RAIDMEDIA, SAMARINDA – Isu pemotongan anggaran tahun 2026 memicu kekhawatiran DPRD Kalimantan Timur (Kaltim) terhadap keberlanjutan sejumlah proyek infrastruktur strategis di daerah. Wakil Ketua Komisi III DPRD Kaltim, Akhmed Reza Fachlevi, meminta pemerintah daerah memastikan pembangunan tetap berjalan dan tidak terdampak pengurangan alokasi dana.

Reza menegaskan, pembangunan infrastruktur khususnya pembangunan dan perbaikan jalan merupakan kebutuhan mendesak masyarakat yang tidak boleh mengalami penundaan. Sejumlah ruas jalan di wilayah Bontang, Kutai Timur, Berau, Kutai Kartanegara, Kutai Barat, hingga Mahakam Ulu disebut masuk dalam daftar prioritas pembangunan.

“Program-program ini sangat dibutuhkan masyarakat.

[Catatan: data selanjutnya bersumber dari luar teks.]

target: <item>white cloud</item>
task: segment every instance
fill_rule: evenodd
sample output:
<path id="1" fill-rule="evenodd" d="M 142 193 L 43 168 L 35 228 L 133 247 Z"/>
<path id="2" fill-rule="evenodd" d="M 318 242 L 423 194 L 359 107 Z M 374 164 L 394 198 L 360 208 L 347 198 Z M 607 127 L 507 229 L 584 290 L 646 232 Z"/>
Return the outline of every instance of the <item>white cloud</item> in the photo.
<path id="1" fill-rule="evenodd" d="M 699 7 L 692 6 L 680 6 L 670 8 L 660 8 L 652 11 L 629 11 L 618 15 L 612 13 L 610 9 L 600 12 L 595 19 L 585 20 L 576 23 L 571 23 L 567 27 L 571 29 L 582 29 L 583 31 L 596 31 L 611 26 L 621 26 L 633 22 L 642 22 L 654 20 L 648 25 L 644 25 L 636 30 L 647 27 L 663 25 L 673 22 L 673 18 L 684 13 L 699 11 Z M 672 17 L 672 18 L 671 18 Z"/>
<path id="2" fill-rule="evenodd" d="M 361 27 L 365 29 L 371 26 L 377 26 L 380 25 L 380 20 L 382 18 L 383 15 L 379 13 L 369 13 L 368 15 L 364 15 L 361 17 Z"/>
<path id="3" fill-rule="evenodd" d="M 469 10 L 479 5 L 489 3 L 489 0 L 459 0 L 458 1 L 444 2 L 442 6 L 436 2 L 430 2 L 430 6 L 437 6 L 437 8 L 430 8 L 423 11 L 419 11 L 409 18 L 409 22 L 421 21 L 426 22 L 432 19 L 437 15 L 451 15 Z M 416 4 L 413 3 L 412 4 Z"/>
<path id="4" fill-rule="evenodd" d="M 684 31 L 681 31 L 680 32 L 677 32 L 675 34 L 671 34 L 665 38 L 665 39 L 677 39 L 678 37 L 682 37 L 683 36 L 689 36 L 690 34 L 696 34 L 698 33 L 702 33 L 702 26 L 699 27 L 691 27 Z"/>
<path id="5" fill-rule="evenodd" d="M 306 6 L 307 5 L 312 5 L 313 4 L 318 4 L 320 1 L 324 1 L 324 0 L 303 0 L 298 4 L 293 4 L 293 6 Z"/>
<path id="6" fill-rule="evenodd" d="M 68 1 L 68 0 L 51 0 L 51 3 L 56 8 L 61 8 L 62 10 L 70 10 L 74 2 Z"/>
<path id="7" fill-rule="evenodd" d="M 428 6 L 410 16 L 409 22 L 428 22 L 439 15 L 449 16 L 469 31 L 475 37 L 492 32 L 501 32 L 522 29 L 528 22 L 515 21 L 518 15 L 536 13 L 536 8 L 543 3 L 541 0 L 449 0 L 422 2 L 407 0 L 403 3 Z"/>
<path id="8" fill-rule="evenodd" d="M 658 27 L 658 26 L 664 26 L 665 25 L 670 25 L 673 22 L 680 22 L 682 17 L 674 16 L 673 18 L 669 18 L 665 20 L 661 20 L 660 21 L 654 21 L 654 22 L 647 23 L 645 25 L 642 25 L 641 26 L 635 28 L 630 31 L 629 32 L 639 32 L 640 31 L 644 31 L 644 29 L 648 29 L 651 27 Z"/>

Kami berharap isu pengurangan anggaran dari pemerintah pusat tidak mengganggu proyek-proyek yang sudah direncanakan,” ujar Reza.

Selain sektor jalan, Komisi III DPRD Kaltim juga menaruh perhatian pada bidang perhubungan. DPRD meminta Dinas Perhubungan (Dishub) Kaltim meningkatkan pengawasan terhadap kondisi penerangan jalan umum (PJU) yang dinilai masih belum optimal di sejumlah titik.

Tak hanya itu, kesiapan pelayanan transportasi menjelang libur Natal dan Tahun Baru (Nataru) juga menjadi sorotan. Reza menekankan pentingnya memastikan terminal dan pelabuhan siap melayani lonjakan mobilitas masyarakat.

“Kami meminta Dishub memastikan terminal dan pelabuhan benar-benar siap menghadapi peningkatan aktivitas masyarakat saat libur Nataru,” katanya.

Reza menegaskan DPRD Kaltim akan terus mengawal kebijakan pembangunan daerah, khususnya program-program strategis yang berkaitan dengan konektivitas dan pelayanan publik, agar tetap berjalan optimal meski di tengah dinamika anggaran.